Changing gears somewhat, Mahaffey was asked about the various coaching stops along the way. He said he started out with stops in Beckville and Kemp, before he came to Grapeland in 1981.
After two years with the Sandies, he moved to Bridge City where he spent eight years as an assistant coach.
“At that point, it was like 12 or 13 years that I had been an assistant. I felt like it was time to get a head coaching job and that’s when I went to Bartlett,” Mahaffey said.
After a season in Bartlett, he moved to Kaufman where he spent three years. From there, Mahaffey went to Wimberley for five years. After Wimberley, he went to Rusk for nine years followed by a stint in Hamshire-Fannett as an assistant football coach and the head baseball coach.
“My daughter graduated from Rusk and my son graduated from Hamshire-Fannett. When we finished down there, we knew it was time to come back up here,” he said.
Mahaffey spent a year at The Brook Hill School outside of Tyler and then returned to Grapeland for the last five years of his coaching career.
“I spent nine years in Rusk, eight years in Bridge City, and seven years (combined) in Grapeland. This has been fun. It really has been a highlight. The state championship was great but there’s three places I really enjoyed coaching out of all of the places I’ve been. I really enjoyed my year at Bartlett because of the kids and the accomplishments. I really enjoyed my time in Bridge City as an assistant. There are a lot of good folks and we met some really good friends down there but other than that, the first time and the second time I’ve been here, I’ve really enjoyed my time in Grapeland,” he said.
Another thing Mahaffey said he will miss is the opportunity to get to know his players. Over the years, he said he has kept in contact with several of his former players and enjoys running into quite a few of his former players from his time in Grapeland.
As to what sports he has coached over his 42 years, Mahaffey has run the gamut.
“Obviously, I’ve coached football. I’ve coached basketball. I’ve coached baseball and golf. I’ve coached track and softball but I don’t think I ever coached tennis or cross-country. Other than that, I’ve pretty much coached it all as both an assistant and as a head coach,” he said.
The one sport he never coached was soccer.
“The only place I was ever at that had it was at Hamshire-Fannett. That was one sport I looked at and said, ‘Ooo, I ain’t doing that!’” he laughed.

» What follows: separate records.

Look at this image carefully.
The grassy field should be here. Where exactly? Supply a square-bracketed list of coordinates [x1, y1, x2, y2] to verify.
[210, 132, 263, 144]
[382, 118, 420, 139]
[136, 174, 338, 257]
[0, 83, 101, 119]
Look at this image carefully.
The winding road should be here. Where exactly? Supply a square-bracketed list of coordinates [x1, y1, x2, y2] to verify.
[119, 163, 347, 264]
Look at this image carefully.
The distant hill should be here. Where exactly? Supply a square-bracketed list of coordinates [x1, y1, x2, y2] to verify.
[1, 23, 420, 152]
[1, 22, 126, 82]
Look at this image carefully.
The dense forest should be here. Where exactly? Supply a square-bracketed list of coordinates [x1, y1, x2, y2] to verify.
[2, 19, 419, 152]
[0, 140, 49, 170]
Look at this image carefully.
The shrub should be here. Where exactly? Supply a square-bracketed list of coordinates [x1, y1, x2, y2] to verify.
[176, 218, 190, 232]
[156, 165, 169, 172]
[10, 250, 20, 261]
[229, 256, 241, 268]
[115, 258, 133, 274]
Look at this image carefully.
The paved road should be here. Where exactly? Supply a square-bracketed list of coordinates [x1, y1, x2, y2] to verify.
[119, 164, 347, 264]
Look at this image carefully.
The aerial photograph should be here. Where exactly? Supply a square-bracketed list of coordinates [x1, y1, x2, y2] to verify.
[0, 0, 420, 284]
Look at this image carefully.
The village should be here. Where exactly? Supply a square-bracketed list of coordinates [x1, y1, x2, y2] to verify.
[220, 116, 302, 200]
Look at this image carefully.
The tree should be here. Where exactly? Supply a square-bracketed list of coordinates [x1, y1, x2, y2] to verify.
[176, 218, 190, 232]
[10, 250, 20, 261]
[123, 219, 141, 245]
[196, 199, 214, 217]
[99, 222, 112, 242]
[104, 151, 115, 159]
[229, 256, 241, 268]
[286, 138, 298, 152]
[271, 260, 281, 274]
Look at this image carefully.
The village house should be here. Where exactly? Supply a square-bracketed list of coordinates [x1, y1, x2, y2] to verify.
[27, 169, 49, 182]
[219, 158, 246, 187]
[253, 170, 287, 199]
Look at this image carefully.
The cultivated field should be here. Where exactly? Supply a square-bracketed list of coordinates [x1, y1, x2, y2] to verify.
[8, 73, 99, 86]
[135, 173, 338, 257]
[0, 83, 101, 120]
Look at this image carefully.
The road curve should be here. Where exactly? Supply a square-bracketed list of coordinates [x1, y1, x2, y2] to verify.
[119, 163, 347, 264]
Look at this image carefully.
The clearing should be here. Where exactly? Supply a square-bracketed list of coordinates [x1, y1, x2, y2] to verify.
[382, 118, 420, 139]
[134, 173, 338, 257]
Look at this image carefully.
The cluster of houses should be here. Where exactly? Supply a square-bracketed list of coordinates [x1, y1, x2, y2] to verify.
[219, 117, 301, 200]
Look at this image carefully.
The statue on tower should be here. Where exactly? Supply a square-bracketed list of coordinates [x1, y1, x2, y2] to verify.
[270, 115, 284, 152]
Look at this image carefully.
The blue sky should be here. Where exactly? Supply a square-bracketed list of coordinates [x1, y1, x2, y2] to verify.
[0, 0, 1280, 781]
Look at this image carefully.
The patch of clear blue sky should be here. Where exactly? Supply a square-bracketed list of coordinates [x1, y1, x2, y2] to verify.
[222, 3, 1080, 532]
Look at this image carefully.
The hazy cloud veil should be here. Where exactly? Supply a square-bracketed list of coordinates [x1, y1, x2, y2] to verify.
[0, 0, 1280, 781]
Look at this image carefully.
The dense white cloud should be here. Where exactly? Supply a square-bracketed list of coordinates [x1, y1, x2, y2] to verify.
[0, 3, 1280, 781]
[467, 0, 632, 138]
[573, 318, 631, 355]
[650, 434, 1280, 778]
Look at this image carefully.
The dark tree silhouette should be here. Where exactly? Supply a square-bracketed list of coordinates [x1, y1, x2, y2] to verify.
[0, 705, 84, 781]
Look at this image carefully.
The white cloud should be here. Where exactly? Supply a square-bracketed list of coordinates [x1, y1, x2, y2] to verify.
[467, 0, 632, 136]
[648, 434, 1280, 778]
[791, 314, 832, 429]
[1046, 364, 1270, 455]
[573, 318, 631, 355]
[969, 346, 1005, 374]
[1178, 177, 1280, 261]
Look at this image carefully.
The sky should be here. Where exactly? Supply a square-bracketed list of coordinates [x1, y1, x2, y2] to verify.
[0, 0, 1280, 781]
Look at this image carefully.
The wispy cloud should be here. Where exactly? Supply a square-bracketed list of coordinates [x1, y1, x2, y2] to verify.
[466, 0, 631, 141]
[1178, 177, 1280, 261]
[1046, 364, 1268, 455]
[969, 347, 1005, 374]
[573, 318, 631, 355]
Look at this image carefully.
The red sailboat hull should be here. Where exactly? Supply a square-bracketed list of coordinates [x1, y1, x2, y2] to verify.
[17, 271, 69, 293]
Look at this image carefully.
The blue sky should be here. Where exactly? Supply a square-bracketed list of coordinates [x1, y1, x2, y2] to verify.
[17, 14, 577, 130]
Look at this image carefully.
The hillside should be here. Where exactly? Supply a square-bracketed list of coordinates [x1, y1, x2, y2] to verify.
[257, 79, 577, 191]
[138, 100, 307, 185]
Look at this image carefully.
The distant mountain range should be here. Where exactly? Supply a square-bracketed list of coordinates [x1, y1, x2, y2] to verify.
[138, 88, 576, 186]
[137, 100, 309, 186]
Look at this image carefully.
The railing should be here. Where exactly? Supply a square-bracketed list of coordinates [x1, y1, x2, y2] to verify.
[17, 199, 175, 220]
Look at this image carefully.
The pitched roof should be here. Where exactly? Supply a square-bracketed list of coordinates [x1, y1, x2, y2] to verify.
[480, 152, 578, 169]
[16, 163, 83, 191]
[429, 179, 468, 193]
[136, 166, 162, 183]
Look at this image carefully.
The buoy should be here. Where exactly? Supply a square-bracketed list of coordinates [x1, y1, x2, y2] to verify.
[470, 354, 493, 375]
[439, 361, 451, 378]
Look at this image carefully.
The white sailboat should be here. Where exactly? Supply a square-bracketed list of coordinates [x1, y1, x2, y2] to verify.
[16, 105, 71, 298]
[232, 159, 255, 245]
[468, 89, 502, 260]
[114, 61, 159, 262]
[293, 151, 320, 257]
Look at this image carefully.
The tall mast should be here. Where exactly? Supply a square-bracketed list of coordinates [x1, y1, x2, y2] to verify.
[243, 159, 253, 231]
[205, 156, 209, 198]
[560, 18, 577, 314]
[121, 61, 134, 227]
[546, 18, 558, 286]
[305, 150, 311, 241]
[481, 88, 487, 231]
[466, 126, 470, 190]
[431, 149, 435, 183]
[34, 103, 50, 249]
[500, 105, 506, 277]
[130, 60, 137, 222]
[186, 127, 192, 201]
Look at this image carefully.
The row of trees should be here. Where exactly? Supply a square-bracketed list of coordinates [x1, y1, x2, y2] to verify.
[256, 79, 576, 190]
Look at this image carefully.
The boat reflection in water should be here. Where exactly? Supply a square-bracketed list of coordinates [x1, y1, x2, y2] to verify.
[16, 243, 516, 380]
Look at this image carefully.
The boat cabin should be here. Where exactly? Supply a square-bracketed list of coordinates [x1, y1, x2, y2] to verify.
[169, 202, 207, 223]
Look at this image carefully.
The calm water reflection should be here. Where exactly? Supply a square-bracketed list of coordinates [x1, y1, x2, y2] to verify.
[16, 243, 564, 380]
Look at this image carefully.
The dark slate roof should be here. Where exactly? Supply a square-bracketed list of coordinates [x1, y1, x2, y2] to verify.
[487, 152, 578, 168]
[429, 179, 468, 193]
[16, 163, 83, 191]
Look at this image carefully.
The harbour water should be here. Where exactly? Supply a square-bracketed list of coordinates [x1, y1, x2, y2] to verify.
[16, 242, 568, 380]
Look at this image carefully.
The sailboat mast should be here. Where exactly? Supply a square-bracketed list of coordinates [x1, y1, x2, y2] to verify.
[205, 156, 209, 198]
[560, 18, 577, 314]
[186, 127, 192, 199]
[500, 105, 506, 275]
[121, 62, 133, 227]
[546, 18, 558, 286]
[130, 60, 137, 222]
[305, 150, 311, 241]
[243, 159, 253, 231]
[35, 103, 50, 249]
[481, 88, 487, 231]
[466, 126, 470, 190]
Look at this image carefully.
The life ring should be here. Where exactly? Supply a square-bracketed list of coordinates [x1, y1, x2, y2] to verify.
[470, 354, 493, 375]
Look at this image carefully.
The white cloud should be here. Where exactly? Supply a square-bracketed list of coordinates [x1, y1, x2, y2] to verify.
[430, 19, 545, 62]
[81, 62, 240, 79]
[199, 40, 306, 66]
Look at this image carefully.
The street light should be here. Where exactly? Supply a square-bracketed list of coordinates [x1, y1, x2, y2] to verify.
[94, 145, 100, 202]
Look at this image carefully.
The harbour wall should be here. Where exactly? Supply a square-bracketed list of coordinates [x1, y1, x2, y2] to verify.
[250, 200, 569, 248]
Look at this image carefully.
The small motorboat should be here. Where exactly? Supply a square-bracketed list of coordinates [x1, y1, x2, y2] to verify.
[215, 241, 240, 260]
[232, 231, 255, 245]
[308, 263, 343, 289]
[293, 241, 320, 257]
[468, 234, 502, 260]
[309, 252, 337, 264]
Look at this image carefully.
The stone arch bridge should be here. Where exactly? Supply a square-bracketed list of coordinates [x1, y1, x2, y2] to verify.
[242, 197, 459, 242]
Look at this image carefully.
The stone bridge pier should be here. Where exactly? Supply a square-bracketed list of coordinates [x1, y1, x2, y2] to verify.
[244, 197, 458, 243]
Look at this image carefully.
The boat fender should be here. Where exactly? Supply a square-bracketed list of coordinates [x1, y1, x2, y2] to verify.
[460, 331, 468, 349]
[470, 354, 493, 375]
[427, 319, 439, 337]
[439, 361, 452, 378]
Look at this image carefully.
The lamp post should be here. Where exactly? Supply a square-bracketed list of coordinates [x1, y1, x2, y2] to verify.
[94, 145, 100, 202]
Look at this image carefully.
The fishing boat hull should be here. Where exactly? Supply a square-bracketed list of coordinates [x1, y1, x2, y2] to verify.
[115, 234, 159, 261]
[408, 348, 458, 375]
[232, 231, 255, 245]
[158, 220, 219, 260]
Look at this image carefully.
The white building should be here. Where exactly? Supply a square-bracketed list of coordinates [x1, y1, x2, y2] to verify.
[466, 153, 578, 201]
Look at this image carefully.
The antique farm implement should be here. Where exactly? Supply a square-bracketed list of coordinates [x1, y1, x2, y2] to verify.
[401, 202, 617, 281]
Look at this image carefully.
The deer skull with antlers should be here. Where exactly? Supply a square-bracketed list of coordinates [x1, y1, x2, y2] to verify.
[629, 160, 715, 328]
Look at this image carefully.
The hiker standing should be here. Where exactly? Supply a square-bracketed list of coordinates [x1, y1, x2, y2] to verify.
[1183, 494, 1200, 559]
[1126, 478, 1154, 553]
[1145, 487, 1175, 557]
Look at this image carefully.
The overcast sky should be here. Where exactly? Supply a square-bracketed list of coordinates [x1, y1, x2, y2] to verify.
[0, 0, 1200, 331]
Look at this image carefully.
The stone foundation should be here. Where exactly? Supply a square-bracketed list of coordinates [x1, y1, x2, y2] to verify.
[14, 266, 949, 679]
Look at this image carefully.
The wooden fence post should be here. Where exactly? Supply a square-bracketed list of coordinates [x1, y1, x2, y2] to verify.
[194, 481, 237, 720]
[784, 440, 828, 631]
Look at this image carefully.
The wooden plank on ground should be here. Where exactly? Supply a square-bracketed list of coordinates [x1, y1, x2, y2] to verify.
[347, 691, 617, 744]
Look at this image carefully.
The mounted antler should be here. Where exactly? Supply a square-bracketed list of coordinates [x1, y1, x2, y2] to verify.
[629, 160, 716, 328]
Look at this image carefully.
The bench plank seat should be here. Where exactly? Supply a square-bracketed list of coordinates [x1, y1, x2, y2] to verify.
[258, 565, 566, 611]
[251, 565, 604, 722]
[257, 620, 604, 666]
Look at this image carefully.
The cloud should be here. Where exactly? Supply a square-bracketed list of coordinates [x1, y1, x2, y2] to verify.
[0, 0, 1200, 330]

A multi-sport athlete at Colmesneil High School, Mahaffey said, “I just love sports. I played baseball from the time I was six-years-old until a couple of years after college. I got a chance to play some semi-pro ball. Sports has always been a part of what I do and something I always wanted to be involved with.”
Before the conversation concluded, Mahaffey was asked what he thought his coaching legacy would be.
“I don’t know,” he replied. “I haven’t spent much time thinking about what my legacy might be. I hope I would be looked on as a coach who tried to do things the right way. A coach who had good relationships with players, set a good example and was a positive influence on their lives and what they were trying to accomplish. I would hope that would be a part of the legacy that I leave. Wins and losses – that’s not the big thing. The big thing is if I had an impact on the lives of people.”
As to his retirement plans, Mahaffey said he plans to stay in the Grapeland area, play with the grandkids, fish, play golf and “… at some point mix in some travel to go see some things we haven’t seen. I’ve always wanted to go and do some things in the fall, but I’ve been busy for 42 years.”